Literature DB >> 3192162

Glucagon selectively increases splanchnic blood flow in patients with well-compensated cirrhosis.

S S Lee1, R Moreau, A Hadengue, R Cerini, A Koshy, D Lebrec.   

Abstract

To delineate the circulatory effects of glucagon in cirrhosis, we infused two moderately supraphysiological doses of this hormone into 19 patients with cirrhosis and determined hemodynamic responses. Patients were divided into a group with good liver function (Pugh Class A, n = 8) and poorer function (Pugh Class B and C, n = 11). All patients received glucagon at 10 ng per kg per min for 20 min, then 20 ng per kg per min for a further 20 min.

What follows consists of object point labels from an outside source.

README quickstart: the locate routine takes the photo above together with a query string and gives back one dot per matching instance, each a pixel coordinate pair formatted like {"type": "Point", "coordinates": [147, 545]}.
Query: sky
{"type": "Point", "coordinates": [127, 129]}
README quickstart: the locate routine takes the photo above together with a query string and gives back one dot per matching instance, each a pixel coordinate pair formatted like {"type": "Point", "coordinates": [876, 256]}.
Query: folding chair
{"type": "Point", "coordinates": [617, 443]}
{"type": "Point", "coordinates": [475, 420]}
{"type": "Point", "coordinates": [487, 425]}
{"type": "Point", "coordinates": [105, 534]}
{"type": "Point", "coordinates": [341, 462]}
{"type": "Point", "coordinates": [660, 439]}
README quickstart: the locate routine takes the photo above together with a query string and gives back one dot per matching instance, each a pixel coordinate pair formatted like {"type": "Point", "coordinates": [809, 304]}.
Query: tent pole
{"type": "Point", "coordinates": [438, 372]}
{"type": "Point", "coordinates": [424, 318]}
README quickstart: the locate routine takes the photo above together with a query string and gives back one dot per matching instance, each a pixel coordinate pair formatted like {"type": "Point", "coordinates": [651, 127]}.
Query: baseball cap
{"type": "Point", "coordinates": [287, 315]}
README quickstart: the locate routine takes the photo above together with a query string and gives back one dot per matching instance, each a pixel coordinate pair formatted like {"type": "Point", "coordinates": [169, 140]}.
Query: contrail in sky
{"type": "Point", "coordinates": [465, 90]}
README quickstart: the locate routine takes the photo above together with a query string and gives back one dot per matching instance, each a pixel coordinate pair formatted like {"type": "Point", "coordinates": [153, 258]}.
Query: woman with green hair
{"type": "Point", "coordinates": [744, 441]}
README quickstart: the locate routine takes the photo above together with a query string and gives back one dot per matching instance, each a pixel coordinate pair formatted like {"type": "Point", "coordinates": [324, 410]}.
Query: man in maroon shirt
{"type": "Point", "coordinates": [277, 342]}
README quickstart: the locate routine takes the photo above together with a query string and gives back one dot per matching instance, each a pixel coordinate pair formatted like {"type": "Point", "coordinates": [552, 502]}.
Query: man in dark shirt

These doses raised serum glucagon levels to a similar degree in both groups of patients. Serum glucose levels also rose in both groups but to a lesser degree in Class BC patients. Serum noradrenaline and adrenaline remained unchanged in both groups. Heart rate, mean arterial pressure, cardiac index, systemic vascular resistance, hepatic venous pressure gradient and hepatic blood flow were measured basally and during the second glucagon infusion. None of these measurements significantly changed in either group of patients. Azygos and renal venous blood flow were measured basally and during the first and second infusions. Azygos flow increased significantly only in Group A patients: basal, 0.32 +/- 0.03 liter per min; first infusion, 0.40 +/- 0.06 liter per min; second infusion, 0.49 +/- 0.07 liter per min. Corresponding values in Group BC patients were: 0.54 +/- 0.08, 0.54 +/- 0.08 and 0.52 +/- 0.08 liter per min. Renal blood flow did not change significantly. One patient with a portacaval shunt increased superior mesenteric venous flow from 0.78 liter per min to 0.95 liter per min with glucagon.(ABSTRACT TRUNCATED AT 250 WORDS)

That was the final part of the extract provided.